According to Realtor.com’s chief economist, Danielle Hale, July’s slow growth in housing price is “skewed because a larger share of smaller, entry-level homes hit the market compared to a year prior, bringing the median price growth down overall.”

It’s no surprise that even during a global pandemic, those who are in need of finding larger, yet more affordable homes have completely reconsidered the idea of relocating altogether. Buyers are heading towards western states in the suburbs where they can get more square footage for the dollar.

The housing market has been incredibly unpredictable over the last year due to so many variables. To top it all off, mortgage rates are now higher than we’ve seen in the last year.

A 30-year fixed mortgage, according to a recent report, jumped from 2.93% to 3.02%. This is the highest they’ve been even during the initial phase of the United States’ lockdown which was at 2.96%.

The real estate market is in what experts are calling the “perfect storm.” High mortgage rates, increased housing prices, high demand, and an extremely low supply. Yes, they do admit that things are slowly starting to look up.

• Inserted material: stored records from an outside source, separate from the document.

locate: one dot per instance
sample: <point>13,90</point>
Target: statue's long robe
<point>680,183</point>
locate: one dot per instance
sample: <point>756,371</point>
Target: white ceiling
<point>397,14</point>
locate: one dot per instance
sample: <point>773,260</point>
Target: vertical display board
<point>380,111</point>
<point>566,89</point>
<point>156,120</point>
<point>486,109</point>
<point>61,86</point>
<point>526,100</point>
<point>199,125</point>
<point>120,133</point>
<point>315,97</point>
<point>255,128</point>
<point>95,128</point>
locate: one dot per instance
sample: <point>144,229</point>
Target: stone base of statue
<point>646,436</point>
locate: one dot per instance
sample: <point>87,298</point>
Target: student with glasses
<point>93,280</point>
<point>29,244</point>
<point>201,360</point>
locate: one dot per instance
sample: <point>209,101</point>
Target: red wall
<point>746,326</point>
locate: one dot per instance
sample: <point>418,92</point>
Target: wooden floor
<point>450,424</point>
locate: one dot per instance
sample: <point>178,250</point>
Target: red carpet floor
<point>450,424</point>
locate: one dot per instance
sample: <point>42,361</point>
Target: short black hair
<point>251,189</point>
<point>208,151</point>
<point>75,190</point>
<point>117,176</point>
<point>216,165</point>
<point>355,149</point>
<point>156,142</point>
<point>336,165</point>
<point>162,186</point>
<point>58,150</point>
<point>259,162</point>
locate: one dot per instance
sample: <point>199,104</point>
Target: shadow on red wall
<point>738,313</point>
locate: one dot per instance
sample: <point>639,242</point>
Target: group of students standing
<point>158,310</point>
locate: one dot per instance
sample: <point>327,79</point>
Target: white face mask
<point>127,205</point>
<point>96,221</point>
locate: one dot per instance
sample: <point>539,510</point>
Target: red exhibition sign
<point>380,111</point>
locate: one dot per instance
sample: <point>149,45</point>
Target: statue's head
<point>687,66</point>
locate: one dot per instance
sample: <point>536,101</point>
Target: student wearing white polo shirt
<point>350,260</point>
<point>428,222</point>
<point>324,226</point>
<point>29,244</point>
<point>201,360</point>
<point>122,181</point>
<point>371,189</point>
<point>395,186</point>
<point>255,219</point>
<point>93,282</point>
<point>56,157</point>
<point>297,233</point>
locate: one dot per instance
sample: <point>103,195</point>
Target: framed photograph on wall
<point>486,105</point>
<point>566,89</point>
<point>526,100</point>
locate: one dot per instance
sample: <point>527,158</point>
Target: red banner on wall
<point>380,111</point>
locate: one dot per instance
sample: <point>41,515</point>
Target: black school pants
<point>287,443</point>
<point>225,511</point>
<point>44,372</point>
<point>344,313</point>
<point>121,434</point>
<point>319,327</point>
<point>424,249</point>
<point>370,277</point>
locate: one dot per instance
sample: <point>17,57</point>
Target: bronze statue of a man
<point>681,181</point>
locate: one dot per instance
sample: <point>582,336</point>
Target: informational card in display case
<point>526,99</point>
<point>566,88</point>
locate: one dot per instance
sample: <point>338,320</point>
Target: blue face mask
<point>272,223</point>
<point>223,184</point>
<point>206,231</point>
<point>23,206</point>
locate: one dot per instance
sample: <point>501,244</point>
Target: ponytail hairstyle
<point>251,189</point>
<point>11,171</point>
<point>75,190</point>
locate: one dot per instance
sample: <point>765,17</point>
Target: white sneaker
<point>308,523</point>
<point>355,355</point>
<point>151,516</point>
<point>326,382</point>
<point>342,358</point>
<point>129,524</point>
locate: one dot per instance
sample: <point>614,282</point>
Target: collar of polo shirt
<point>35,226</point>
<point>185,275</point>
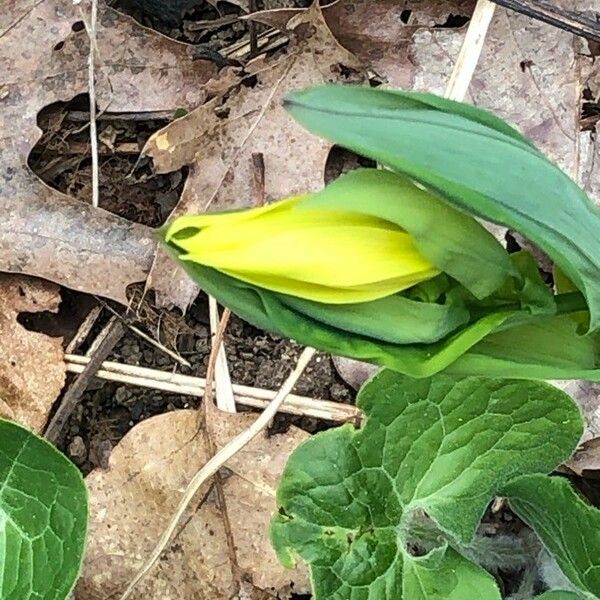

But with what little we know of what to expect with these oncoming variants, there is still a lot to navigate as we enter this next phase.

But the storm doesn’t end there. We also know that the cost for lumber and building supplies has gone through the roof, having tripled since this time last year. This is in part because more companies are having their employees work from home, households are looking towards saving money by renovating or building additions to their homes.

What we can expect to see in the coming months is uncertain, but experts say there is still hope in the coming future for the market.